On various occasions, Greider has consistently emphasized the importance of “curiosity-driven science.” She paid tribute to curiosity-driven science on the day she won the Nobel Prize:We didn't know at the time that there were any particular disease implications. We were just interested in the fundamental questions of cell biology.
Why is curiosity so crucial? “Because that's how we find out something new,” Greider explained. “If you're not following your curiosity, you'll only find what we already know. But if you're just curious and you let your mind go to different places, then that's how we get to new places.”

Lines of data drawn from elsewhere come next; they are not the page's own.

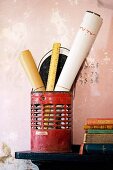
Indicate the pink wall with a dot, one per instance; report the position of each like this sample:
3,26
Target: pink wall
35,25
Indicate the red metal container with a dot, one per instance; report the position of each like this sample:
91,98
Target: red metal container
51,121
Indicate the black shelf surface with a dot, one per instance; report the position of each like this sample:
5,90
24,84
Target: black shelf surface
67,161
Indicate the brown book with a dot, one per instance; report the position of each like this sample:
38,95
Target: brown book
106,126
98,138
99,121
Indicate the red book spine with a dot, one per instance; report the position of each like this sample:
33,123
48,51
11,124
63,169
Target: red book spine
99,121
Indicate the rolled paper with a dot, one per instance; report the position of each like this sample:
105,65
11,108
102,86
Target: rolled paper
80,49
31,70
53,67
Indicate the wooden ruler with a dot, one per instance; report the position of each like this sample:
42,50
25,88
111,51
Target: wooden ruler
53,67
52,75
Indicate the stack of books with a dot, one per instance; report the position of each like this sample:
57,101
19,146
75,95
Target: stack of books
98,136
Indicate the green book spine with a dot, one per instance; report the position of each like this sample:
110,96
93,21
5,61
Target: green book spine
100,131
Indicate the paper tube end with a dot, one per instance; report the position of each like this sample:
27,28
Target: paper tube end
93,13
25,52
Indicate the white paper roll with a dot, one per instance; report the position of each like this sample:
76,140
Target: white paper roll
80,49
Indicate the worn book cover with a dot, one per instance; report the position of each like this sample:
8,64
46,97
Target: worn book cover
99,131
97,121
106,126
92,148
98,138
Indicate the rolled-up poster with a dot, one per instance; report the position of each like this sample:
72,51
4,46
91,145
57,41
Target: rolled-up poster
31,70
80,49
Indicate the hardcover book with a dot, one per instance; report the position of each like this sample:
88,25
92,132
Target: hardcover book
97,148
99,131
98,138
106,126
99,121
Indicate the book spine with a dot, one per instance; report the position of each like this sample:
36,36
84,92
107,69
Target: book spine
98,138
100,131
99,121
86,127
98,148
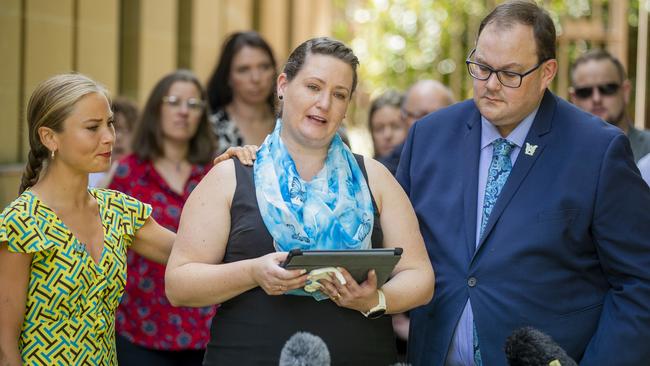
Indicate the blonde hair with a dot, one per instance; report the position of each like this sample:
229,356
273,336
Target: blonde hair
50,104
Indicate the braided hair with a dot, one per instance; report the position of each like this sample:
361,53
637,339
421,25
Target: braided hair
50,105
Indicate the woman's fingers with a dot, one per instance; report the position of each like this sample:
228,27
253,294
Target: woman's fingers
245,154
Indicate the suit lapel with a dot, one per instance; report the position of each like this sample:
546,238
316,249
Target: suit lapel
471,150
525,160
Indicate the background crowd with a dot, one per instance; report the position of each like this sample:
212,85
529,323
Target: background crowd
163,151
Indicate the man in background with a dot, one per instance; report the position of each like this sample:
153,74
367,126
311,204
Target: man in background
422,98
600,87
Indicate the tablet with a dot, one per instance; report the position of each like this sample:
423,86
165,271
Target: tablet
357,262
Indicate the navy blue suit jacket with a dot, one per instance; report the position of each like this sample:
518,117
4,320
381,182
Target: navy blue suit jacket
566,248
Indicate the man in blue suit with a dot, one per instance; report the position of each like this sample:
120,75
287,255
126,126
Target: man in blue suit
533,212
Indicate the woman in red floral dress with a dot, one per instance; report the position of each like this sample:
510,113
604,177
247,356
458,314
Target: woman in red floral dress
172,150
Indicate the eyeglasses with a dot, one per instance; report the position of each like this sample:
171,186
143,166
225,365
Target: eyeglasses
192,104
413,115
604,89
509,79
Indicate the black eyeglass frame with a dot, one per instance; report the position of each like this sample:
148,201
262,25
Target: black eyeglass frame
469,62
586,92
193,104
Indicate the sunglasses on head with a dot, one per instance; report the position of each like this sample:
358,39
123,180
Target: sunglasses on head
604,89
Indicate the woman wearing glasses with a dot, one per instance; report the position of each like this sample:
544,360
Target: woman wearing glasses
172,150
240,91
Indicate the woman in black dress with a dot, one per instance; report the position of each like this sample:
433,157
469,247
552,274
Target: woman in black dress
305,190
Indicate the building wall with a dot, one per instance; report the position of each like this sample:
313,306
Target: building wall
127,45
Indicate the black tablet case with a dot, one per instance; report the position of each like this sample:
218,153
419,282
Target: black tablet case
357,262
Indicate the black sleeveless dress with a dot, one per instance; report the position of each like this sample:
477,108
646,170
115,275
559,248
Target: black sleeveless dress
252,328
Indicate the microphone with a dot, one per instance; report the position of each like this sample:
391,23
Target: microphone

When asked about suggestions for young people beginning their careers in science, Greider highlighted perseverance as the most important keyword. She stressed, “In science, most experiments don't work, and just going forward and doing the next experiment and not worrying that it didn't work.” She also emphasized the importance of engaging with others and cautioned, “You can’t know everything by yourself. Talking with others gives you a sense of whether you're on right track or not.”
As we walked through the forum venue, Greider shared her hopes for the next generation. “Be skeptical and excited about the new things being learned. Don't be afraid of going against what is already established. That is the key to doing something new,” she said.